Police & Thieves Dispensary Owners Kelsy Yates and David Tomas Martinez Talk Art, Marijuana and Their New Venture
After the purchase of Frosted Leaf, the couple felt for various reasons the necessity to rebrand the cannabis company.
Dear Rooster Readers, you up? Next in the Police & Thieves advertorial series are co-owners and co-founders Kelsy Yates and David Tomas Martinez. They are partners in the business of life and the life of business, which is to say they spend a lot of time together. And Police & Thieves is yet another one of their collaborations.
PØT: Tell us about the name Police & Thieves, where does it come from and how you decided this would be the name of the company?
KELSY YATES: After the purchase of Frosted Leaf, I felt for various reasons the necessity to rebrand. After considering names like McDonald’s, Wal-Mart, and Mervyn’s, David proposed Police & Thieves, which resonated immediately. However, I am always considerate of the haecceities of ideas and needed to discuss the context around the name and why it should be named after a 1970’s reggae song that most people wouldn’t know. After learning more about Junior Murvin and the history of resistance associated with the song, no other name seemed capable of better encapsulating our mission of positive good in the community via marijuana. Now Police & Thieves is an inextricable part of our life. It’s the name of our company, and it has become a theme song for our life, whether accompanying our family as we have dinner, in the car, or during a lazy summer afternoon with a glass of wine, there is Murvin’s falsetto voice in the background.

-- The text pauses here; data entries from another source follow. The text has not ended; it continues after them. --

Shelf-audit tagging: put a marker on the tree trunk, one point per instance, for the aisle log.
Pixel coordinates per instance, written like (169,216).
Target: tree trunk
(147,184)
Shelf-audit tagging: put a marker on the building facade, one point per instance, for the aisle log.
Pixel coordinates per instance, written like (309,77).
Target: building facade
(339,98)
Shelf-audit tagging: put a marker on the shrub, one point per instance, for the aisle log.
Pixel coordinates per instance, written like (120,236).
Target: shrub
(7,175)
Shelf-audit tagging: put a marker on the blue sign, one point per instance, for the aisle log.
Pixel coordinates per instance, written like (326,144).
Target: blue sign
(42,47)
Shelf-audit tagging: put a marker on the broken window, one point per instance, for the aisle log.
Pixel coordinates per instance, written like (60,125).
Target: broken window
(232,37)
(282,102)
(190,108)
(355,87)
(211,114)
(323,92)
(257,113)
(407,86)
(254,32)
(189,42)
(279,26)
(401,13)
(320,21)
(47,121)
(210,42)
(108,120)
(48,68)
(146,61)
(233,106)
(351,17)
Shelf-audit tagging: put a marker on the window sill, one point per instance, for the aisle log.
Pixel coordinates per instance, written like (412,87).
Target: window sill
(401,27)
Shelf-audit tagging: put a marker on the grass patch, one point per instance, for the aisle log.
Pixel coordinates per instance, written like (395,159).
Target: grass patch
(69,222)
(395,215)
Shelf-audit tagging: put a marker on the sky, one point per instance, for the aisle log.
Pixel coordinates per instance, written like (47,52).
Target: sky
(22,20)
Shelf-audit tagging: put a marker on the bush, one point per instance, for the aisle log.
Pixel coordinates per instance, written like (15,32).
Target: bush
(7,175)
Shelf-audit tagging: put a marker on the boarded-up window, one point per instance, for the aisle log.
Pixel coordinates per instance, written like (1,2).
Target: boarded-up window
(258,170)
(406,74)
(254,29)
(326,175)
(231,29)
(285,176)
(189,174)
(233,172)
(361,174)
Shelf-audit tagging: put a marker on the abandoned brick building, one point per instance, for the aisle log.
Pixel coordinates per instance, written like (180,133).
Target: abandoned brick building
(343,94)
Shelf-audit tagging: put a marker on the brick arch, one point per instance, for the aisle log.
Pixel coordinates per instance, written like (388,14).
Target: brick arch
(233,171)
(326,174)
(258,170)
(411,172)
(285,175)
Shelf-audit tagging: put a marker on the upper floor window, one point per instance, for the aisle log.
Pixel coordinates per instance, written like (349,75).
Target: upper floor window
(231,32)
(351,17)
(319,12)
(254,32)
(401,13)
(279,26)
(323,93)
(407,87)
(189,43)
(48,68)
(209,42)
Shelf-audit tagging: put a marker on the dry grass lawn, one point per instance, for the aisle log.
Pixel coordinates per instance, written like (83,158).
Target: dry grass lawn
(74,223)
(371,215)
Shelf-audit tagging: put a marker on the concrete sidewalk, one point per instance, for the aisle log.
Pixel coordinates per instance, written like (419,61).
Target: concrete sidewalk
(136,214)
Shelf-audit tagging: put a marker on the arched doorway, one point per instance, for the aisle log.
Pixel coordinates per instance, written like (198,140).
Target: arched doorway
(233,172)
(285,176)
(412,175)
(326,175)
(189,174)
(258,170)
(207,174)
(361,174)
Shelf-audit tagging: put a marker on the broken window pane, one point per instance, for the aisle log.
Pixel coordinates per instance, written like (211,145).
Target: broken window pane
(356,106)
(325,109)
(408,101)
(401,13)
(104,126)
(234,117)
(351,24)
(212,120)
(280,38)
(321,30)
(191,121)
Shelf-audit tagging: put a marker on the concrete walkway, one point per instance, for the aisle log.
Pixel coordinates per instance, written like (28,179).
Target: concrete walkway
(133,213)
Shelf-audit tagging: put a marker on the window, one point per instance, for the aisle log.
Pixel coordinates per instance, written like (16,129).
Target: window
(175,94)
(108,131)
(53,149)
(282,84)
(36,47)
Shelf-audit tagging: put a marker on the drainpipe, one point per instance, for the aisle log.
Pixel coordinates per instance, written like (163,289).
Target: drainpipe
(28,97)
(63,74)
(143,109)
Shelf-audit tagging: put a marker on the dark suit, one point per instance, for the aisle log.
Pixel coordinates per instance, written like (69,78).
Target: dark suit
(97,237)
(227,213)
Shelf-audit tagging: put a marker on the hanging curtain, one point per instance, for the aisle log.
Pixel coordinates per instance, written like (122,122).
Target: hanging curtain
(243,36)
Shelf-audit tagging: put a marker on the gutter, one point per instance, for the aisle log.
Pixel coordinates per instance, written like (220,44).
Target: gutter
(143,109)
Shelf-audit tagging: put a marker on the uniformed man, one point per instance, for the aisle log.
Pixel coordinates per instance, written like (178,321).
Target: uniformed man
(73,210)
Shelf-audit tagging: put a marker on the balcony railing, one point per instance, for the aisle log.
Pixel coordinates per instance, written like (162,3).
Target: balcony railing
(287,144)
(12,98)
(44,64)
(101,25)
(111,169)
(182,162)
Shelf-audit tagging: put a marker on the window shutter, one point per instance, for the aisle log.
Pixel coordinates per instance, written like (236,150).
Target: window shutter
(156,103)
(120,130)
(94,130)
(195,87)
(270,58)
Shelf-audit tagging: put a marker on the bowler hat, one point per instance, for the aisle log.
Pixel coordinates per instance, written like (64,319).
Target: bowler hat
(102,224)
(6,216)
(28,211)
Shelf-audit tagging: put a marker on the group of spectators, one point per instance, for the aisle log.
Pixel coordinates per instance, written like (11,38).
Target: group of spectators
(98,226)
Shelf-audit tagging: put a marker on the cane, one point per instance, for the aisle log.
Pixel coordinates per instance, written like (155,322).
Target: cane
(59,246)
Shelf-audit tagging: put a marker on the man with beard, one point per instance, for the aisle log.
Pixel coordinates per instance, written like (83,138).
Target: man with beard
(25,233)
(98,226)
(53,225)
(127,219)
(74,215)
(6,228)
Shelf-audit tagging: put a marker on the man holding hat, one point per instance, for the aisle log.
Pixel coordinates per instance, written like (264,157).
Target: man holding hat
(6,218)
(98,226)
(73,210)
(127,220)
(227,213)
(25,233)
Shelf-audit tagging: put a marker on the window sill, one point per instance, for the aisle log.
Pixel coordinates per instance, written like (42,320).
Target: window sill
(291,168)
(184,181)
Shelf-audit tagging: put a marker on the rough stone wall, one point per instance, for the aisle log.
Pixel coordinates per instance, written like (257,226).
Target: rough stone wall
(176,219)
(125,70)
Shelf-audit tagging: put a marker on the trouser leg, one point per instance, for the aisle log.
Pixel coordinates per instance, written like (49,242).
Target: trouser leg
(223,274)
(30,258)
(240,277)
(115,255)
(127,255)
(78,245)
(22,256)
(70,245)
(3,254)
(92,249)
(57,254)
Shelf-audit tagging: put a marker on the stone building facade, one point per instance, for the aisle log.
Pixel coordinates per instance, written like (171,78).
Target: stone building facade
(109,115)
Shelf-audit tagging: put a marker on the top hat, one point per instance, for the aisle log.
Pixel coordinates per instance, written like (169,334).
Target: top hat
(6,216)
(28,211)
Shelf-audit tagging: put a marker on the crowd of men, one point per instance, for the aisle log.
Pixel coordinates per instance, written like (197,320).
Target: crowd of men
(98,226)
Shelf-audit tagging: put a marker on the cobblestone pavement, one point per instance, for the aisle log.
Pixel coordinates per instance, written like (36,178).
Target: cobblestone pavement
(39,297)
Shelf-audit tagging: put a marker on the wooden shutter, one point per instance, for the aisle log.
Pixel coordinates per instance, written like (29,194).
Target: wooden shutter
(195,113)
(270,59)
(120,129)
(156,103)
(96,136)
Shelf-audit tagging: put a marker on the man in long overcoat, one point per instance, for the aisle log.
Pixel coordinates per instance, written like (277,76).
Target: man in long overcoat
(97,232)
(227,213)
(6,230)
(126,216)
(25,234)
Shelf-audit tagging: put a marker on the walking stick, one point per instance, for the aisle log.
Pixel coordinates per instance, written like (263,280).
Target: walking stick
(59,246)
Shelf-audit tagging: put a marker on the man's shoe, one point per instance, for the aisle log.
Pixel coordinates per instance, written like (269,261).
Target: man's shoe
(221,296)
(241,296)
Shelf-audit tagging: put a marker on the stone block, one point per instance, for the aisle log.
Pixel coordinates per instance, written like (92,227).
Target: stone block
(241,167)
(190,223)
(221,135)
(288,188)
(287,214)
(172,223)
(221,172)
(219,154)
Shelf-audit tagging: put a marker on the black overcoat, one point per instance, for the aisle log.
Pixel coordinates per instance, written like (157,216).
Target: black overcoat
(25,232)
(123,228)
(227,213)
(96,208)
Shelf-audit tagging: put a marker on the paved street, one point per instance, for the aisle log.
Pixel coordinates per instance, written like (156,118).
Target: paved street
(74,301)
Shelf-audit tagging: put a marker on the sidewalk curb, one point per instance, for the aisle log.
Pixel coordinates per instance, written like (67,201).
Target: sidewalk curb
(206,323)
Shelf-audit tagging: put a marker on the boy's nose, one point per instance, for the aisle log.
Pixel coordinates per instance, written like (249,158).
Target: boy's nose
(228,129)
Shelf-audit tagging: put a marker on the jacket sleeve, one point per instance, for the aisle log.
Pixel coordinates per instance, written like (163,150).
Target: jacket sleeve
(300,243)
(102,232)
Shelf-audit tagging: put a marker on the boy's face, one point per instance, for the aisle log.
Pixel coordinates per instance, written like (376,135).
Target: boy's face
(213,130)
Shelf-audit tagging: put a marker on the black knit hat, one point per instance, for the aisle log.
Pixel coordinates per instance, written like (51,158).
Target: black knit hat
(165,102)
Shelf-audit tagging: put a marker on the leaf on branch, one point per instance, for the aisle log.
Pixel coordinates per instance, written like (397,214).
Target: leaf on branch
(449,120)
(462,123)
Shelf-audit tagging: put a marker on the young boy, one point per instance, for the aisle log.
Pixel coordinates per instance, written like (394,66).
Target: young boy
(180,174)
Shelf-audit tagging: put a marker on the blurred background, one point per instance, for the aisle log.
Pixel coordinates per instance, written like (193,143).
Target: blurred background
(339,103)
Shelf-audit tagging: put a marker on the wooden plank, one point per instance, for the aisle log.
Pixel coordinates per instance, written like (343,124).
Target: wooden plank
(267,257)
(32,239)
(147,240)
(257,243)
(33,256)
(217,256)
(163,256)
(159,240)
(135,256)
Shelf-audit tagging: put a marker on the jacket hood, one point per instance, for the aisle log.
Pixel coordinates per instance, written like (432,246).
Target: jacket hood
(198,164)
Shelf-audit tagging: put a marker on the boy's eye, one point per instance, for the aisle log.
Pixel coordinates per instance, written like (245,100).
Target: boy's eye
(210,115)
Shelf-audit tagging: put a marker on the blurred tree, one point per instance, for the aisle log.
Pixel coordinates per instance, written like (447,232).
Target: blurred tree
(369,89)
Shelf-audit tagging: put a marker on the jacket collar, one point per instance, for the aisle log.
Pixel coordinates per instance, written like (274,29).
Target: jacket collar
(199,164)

DAVID TOMAS MARTINEZ: My formative years were spent as a gang member in southeast San Diego. During the summer me and other budding gangsters would drive with the older homies to the old roller coaster at Mission Beach. The drive to the beach was always my favorite part as at least four teenagers sat cramped in the backseat, passing a bottle and a few joints while sharing odyssean-level stories of what we were about to do. One big homie, 8 Ball, loved reggae music. Being high and drunk with Eek-A-Mouse or Barrington Levy reverberating out of the trunk are indelible memories that helped mold who I am as a person. One of the songs that resonated for me was Junior Murvin’s “Police & Thieves.” My history with the song, and the song itself, are stories of retribution, narratives of circuitous goods coming from labyrinthine social and cultural structures, and while I understood that for those that didn’t recognize the allusion of the name or that the name might seem culturally anachronistic, I was unfazed. The beauty of the song, the singularity of the phrase, the songs binary breaking theme, and the personal resonance made Police & Thieves an obvious choice. Kelsy, who’s judgement I trust unflinchingly, agreed, and off we went.

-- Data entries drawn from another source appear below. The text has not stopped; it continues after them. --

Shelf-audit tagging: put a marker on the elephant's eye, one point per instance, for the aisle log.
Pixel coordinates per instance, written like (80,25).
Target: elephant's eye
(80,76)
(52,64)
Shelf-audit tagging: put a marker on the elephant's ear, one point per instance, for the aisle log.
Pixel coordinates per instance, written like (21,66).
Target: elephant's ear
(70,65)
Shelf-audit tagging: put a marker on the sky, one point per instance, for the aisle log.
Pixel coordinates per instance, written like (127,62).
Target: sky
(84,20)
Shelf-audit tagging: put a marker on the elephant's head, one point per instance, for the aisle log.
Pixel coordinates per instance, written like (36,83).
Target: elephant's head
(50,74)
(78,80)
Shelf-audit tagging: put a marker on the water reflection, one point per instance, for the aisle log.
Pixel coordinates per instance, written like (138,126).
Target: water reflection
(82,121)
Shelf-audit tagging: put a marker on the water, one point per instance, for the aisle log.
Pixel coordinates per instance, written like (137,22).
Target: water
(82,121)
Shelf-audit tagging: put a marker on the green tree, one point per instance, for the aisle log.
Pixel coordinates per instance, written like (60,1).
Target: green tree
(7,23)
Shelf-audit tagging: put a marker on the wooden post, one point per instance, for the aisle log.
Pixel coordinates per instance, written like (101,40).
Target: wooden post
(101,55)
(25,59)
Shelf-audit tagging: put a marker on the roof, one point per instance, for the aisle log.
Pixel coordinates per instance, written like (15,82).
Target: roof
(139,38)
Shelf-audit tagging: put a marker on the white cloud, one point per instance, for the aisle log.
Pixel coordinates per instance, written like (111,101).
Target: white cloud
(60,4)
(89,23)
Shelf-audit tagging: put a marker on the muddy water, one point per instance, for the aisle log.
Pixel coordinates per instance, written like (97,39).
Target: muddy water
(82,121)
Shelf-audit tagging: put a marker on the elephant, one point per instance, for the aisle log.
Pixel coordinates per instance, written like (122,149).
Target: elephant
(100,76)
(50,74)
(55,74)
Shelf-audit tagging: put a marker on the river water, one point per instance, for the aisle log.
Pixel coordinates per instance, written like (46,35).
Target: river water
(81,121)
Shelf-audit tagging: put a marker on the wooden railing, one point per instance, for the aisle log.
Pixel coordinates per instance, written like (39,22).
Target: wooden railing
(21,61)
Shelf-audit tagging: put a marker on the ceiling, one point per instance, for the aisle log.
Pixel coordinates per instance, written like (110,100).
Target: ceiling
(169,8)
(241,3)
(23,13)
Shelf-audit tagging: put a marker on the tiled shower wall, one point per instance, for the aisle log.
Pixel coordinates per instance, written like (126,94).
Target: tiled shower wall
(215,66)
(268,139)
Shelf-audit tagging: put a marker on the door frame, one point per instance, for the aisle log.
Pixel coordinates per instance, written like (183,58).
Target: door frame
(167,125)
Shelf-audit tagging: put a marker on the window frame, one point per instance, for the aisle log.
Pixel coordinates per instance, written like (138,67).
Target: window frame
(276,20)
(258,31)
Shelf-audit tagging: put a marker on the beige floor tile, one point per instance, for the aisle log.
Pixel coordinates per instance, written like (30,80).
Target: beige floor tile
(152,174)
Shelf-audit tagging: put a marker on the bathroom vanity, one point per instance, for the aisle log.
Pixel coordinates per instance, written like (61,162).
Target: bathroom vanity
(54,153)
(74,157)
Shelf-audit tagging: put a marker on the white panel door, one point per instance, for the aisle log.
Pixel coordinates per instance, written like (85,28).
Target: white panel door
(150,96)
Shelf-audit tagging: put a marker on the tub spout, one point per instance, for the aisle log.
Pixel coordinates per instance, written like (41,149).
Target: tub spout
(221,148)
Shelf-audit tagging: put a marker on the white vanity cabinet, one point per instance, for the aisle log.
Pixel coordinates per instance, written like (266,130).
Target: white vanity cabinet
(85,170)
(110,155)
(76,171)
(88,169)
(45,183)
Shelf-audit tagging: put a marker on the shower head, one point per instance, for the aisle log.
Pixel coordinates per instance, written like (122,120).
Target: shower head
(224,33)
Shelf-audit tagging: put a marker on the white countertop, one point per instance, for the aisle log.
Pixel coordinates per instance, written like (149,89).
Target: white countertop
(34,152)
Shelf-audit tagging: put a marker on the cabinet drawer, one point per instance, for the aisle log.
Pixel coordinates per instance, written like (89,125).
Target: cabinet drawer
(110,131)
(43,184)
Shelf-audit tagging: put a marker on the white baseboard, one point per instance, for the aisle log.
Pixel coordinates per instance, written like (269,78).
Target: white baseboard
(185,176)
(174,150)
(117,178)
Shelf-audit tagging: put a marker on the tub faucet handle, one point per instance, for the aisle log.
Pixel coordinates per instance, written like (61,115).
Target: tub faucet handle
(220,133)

PØT: You both have backgrounds in the arts. How has art and education influenced your interpretation of marijuana’s milieu?

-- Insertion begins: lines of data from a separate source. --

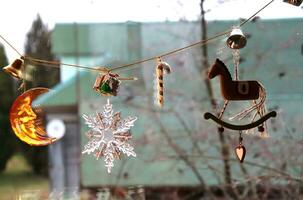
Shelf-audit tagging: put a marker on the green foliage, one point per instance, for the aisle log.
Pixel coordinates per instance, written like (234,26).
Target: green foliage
(38,45)
(7,138)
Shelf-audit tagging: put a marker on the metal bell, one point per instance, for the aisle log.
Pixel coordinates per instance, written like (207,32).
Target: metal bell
(293,2)
(15,69)
(236,39)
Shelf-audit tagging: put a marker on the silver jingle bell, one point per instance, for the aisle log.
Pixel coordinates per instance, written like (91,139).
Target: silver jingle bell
(236,39)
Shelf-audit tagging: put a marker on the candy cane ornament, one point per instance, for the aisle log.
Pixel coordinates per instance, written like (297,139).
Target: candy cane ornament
(161,67)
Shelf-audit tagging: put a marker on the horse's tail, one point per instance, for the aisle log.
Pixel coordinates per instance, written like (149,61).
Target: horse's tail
(258,105)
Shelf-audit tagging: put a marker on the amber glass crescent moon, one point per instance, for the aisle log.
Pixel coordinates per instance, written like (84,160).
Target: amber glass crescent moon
(25,122)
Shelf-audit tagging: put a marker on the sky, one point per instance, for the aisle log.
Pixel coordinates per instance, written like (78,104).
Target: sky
(16,16)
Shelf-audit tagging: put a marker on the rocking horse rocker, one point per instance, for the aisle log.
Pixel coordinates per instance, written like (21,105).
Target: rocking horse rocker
(234,90)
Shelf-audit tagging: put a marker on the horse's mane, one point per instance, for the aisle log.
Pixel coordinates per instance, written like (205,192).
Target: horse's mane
(218,61)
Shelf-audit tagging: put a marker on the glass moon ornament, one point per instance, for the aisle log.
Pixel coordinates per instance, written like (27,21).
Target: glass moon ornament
(25,120)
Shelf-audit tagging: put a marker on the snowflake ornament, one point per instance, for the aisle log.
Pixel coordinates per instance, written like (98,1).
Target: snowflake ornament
(109,135)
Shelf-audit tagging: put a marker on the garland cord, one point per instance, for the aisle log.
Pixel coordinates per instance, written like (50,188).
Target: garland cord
(116,68)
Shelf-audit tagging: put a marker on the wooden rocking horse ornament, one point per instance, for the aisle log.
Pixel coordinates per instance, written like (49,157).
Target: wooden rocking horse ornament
(239,90)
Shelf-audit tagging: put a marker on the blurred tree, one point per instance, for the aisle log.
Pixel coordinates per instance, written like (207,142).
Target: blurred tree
(7,139)
(38,45)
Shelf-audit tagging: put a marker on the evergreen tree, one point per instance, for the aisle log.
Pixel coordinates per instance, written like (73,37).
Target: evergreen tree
(7,138)
(38,45)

KY: I worked as an interior designer for several years in New York. I often rely on these design skills when building our brand. While David and I are creating a luxury brand in the cannabis industry, I think it is more apt to describe Police & Thieves as an aesthetically-forward space. We have spent a lot of time designing our facades (check out the murals), packaging, merchandize, apparel, interiors, and exterior signage (all coming soon!). The cross between art and business lies in aesthetic choices and how we choose to curate the specific experience we hope our customers will have. The decision to lean towards a more artistically inclined experience can be directly attributed to my background and education in the arts. David and I both trained in the arts, and to a large extent we are just transferring the type of ontological conversations we have over dinner to Police & Thieves, which are conversations we trust that others are also having and likewise crave.
DTM: I’ve been truly fortunate for any success I’ve had in literature, and those achievements are indubitably a reflection of the writers and artists I have studied under and beside. I am deeply appreciative of the relationships that I have—amazing minds across the country that I trust to help steer my ideas. Internalizing the lessons of poetry has taught me about community and working within a tradition (breaking and sustaining its values), and those edifications are invaluable tools. Honestly, I believe this is what aesthetics truly are, not codified laws that dictate taste, but a reciprocal set of values that a community agrees are beneficial. Also, having a background in art has fed my innate preference for an extra-utilitarian ethos. I want Police & Thieves to always be aimed at the good, and to hopefully look good while doing it.